"Vatanın müdafaası için zaruri olmayan bir harp cinayettir" -Mustafa Kemal Atatürk
1928 yılında ABD Dışişleri Bakanı Frank B. Kellogg ile Fransız mevkidaşı Aristide Briand bir anlaşmaya varırlar. Amerika ve Fransa'nın öncülüğünde oluşturulan ve Kellogg-Briand Paktı olarak tarihe geçen bu uluslararası anlaşmayı 60'tan fazla ülke imzalar. Artık savaş bir ulusal politika aracı olarak kullanılmayacaktır. Meşru müdafaa hariç her türlü savaş hukuka aykırıdır. Bu idealist düşünce takdire şayandır ancak hiçbir yaptırım uygulanması mümkün olmadığından sembolik bir iyi niyet göstergesi olarak kalmaktan öteye gidememiştir. Yine de semboller önemlidir. Fikirler sembollerle yaşama tutunurlar. 1945'te imzalanan BM Antlaşması'nda Madde 2(4) kuvvet kullanımını yasaklar.

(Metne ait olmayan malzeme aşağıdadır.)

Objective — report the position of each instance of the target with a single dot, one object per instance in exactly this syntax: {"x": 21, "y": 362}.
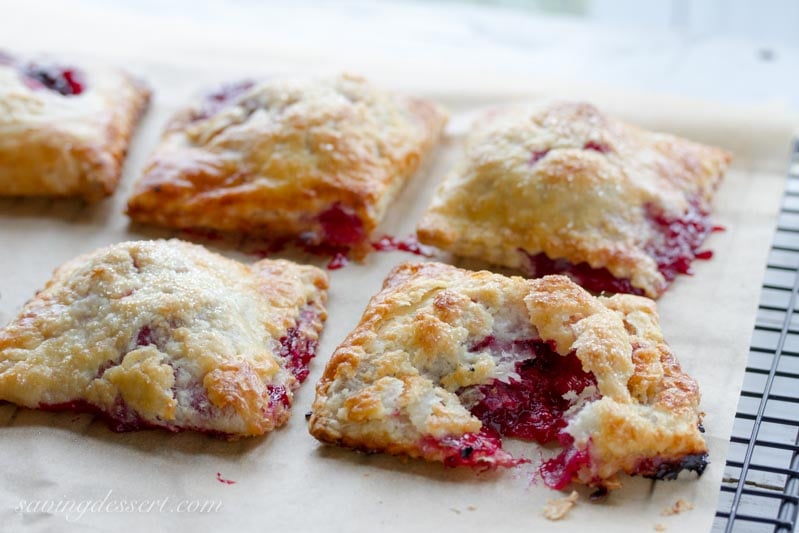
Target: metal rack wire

2.Dünya Savaşı'ndan sonra dünya artık yeni bir konjonktüre girmiş, literatür de bu yönde değişmiştir. Eskiden "savaş" ya da "ordu" bakanlığı olarak bilinen hükümet departmanları "savunma" ya da "barış gücü" sözcüklerini tercih etmeye başlamışlardır. Fransa, İtalya ve ABD 1947, Sovyetler Birliği 1953, Çin 1954, Batı Almanya 1955, İngiltere 1964 yılında ilgili bakanlıklarının ismini "savunma" olarak değiştirmişlerdir. Uluslararası hukuk normlarına uygun hale getirilen isimlendirme, savaşın artık emperyal bir amaç uğruna tek taraflı çıkarılamayacak olmasını amaçlamıştır. Zamanın ruhu "liberal uluslar aracılık" teoremini yansıtıyordur.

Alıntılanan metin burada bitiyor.